A tree’s straightness ratio is reduced due to a branch stub on its stem

Full size image

In the future, a recursive extension of the straightness algorithm may be implemented to calculate the maximum harvestable lumber from a crooked stem that would otherwise hold little or no lumber value. Rather than computing the straightness value for the entire stem from top to bottom, the algorithm could segment the stem into smaller yet straighter segments. Using a minimum segment size of some user-supplied value, it would be possible to treat the harvestable log value as an optimization problem (in this case, maximization) with the objective function being the recursive application of the straightness algorithm on the smaller stem segments (Fig. 11).

Fig. 11
figure 11

By segmenting the stem into smaller, straighter sections, it is possible to increase the percentage of harvestable lumber from a highly curved log

Full size image

Similar developments in Lidar and SfM

Digital approaches to stem straightness measurement have only begun to appear in literature (Erasmus et al. 2018; Prendes et al. 2022). These studies utilized 3D point clouds to determine stem curvature. We could not find similar research based on SfM point clouds.

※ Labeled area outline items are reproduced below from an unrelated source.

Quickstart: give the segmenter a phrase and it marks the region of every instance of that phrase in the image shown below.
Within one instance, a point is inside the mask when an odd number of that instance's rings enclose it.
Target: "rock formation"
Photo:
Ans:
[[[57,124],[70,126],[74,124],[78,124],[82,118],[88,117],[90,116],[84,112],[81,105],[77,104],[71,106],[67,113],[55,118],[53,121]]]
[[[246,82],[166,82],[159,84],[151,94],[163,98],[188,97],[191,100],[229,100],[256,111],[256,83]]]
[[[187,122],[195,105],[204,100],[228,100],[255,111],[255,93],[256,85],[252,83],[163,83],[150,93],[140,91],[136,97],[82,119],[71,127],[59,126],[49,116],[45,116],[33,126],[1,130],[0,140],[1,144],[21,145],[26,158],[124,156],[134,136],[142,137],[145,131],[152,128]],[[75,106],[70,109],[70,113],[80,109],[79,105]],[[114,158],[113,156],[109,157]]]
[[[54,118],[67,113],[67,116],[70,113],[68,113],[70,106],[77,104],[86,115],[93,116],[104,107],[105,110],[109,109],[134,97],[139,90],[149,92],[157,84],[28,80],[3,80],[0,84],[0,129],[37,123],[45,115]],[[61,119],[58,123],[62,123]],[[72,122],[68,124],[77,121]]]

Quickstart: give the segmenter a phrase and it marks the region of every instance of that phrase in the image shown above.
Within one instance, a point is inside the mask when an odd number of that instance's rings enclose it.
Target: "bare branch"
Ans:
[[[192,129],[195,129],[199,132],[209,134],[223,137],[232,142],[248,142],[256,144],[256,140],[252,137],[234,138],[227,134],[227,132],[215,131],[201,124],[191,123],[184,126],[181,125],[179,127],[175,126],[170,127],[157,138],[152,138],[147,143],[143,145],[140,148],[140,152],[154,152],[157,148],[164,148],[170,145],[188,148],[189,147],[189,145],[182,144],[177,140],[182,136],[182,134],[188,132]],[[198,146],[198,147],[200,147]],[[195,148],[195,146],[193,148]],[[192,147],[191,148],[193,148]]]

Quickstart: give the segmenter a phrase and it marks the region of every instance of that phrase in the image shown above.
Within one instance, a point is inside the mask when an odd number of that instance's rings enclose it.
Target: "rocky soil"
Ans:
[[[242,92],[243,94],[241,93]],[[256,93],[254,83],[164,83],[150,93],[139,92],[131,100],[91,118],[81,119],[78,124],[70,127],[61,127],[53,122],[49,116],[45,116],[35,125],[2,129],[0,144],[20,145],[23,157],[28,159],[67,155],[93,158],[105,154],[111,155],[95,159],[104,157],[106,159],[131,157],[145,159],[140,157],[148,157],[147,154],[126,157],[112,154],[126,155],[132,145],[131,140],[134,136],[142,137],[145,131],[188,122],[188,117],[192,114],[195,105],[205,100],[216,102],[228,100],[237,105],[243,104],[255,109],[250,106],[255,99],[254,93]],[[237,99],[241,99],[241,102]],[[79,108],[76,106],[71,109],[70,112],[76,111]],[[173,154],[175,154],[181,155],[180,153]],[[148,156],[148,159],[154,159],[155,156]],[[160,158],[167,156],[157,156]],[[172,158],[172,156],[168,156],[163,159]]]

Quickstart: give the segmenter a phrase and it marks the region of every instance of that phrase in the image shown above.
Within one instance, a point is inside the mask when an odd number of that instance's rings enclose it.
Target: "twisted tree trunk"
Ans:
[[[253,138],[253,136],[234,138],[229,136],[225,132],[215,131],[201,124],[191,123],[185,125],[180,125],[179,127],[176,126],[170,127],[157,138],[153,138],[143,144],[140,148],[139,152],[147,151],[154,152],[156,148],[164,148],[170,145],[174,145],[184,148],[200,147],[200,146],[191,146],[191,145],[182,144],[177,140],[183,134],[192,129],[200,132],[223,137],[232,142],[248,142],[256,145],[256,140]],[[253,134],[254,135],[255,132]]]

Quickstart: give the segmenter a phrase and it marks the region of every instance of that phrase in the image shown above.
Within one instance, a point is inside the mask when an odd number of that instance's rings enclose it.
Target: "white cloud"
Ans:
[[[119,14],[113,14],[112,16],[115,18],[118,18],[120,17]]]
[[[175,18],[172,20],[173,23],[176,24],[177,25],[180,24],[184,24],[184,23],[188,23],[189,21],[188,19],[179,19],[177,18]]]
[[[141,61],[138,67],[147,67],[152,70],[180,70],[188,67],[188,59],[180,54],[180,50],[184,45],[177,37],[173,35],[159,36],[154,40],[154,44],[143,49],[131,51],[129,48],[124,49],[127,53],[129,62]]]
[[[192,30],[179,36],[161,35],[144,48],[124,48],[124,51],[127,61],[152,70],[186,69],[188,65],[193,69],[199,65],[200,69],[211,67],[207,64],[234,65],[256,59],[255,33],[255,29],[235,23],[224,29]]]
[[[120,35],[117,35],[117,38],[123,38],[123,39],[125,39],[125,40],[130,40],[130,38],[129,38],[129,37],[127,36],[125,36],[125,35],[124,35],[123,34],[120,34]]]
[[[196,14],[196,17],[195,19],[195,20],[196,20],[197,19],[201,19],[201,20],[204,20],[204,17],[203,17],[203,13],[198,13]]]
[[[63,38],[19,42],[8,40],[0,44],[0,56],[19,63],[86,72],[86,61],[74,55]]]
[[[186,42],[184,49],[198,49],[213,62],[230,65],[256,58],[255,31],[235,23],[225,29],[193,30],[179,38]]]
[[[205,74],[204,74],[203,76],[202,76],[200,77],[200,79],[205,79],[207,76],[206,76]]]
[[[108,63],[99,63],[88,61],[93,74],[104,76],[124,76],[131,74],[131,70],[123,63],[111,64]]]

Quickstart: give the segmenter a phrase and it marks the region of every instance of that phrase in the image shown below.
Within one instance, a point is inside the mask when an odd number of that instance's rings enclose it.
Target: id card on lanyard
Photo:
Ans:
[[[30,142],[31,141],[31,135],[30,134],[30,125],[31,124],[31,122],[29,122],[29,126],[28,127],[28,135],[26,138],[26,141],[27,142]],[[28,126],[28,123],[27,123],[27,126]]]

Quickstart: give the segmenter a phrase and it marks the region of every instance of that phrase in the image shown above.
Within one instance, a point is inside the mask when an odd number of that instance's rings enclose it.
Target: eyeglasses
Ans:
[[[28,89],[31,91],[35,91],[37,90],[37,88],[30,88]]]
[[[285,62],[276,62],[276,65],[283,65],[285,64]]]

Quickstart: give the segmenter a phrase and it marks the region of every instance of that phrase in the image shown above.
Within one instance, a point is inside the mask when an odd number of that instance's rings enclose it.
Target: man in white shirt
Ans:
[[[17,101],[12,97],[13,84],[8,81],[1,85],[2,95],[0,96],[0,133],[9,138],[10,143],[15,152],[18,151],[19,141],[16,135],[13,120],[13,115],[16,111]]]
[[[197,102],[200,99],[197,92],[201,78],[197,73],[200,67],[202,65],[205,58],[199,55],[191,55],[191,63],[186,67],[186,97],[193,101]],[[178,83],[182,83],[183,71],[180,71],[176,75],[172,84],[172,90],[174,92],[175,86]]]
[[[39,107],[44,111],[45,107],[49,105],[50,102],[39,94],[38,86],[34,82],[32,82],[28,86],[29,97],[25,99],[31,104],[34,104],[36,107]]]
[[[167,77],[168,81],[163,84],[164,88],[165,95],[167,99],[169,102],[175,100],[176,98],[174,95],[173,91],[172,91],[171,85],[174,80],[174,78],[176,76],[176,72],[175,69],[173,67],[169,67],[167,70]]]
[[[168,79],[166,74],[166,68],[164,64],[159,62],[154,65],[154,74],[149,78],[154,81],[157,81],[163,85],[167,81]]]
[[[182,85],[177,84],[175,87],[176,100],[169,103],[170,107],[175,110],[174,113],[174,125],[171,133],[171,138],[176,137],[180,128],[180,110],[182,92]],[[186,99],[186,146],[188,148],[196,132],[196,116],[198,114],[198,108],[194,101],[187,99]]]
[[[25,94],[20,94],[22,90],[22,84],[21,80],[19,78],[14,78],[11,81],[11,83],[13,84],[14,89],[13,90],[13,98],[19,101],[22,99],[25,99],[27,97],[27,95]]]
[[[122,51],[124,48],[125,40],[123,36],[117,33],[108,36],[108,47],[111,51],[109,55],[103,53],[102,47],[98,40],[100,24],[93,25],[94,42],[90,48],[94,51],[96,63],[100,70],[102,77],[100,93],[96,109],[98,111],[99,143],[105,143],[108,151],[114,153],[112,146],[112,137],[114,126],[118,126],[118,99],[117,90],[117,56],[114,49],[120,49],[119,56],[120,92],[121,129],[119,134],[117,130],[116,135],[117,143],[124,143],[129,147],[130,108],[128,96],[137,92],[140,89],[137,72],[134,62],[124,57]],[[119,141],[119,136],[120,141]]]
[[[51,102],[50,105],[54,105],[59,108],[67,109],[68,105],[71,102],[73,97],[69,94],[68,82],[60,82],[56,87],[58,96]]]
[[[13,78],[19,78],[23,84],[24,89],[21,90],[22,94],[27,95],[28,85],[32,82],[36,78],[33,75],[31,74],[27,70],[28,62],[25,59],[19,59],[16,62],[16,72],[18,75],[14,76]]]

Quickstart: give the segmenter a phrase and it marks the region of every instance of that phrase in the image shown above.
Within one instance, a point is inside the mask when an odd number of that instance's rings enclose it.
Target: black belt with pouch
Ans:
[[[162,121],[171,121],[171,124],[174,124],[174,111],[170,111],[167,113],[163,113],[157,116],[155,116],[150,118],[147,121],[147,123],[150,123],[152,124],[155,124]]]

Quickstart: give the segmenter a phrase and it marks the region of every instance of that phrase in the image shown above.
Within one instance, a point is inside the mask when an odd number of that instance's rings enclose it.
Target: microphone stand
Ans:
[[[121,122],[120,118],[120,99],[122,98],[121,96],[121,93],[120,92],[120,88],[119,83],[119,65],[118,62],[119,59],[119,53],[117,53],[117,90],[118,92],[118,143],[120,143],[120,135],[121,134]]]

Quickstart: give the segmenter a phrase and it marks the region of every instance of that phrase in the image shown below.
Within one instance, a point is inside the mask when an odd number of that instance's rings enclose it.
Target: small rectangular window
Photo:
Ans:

The main advantage of a 3D-point-cloud-based approach to stem curvature estimation is its ability to detect curvature in the direction towards/away from the sensor. In contrast, our current stem straightness algorithm only analyzes curvature 2-dimensionally. Curvature towards/away from the sensor is accounted for by analysis of the stem from multiple perspectives as the camera moves toward and then past a stem. Given that our ForSense works on depth images, a future iteration of the algorithm may also include the stem pixels’ depth values to achieve a true 3D analysis.

The other advantage to point-cloud-based stem analysis is its ability to filter out non-stem datapoints. For example, Liang et al. (2014) recorded point clouds of an entire tree, including branches and leaves in the canopy. The stem points were filtered out from the point cloud from which a stem model was reconstructed, free of non-stem elements. In contrast, our system's performance degrades unusably when non-stem elements of a tree are recorded, as discussed above in Fig. 8a.

A drawback to point clouds is their high computation cost, both in memory and runtime. Point clouds’ runtime and required space increase cubically with resolution, versus depth images, for which computational costs increase with the square of resolution. Once a dense, filtered point cloud is achieved, however, straightness extraction is relatively straightforward.

In view of the methods employed by Erasmus et al. (2018) and Prendes et al. (2022), our ForSense algorithm is comparatively straightforward. More sophisticated algorithms for straightness and log volume estimation using stereo depth imagery are on the horizon, but require additional research.

Conclusion

We demonstrated the use of a computer vision system to automate the measurement of tree stem diameter and straightness in two black walnut plantations, although the system need not be limited to this context. The system uses a stereo camera to capture depth images or depth videos with embedded pixel values that indicate the distance from the camera to various points in a depth frame. The system is highly accurate (less than 2 cm MAE) and its estimates of straightness showed a strong correlation with human visual ratings of stem quality. The system is also consistent, achieving a sub-centimeter difference between repeated measurements of diameter, and + / − 0.03 when calculating straightness values. The system is time-efficient compared to hand measurements, and it produces repeatable data in real time, supporting on-site decision-making by forest managers. The system is not computationally intensive and it can be run on a regular laptop. The next step for this system is to pair a tree’s automated measurements with its geo-spatial data and to automate data entry into a database.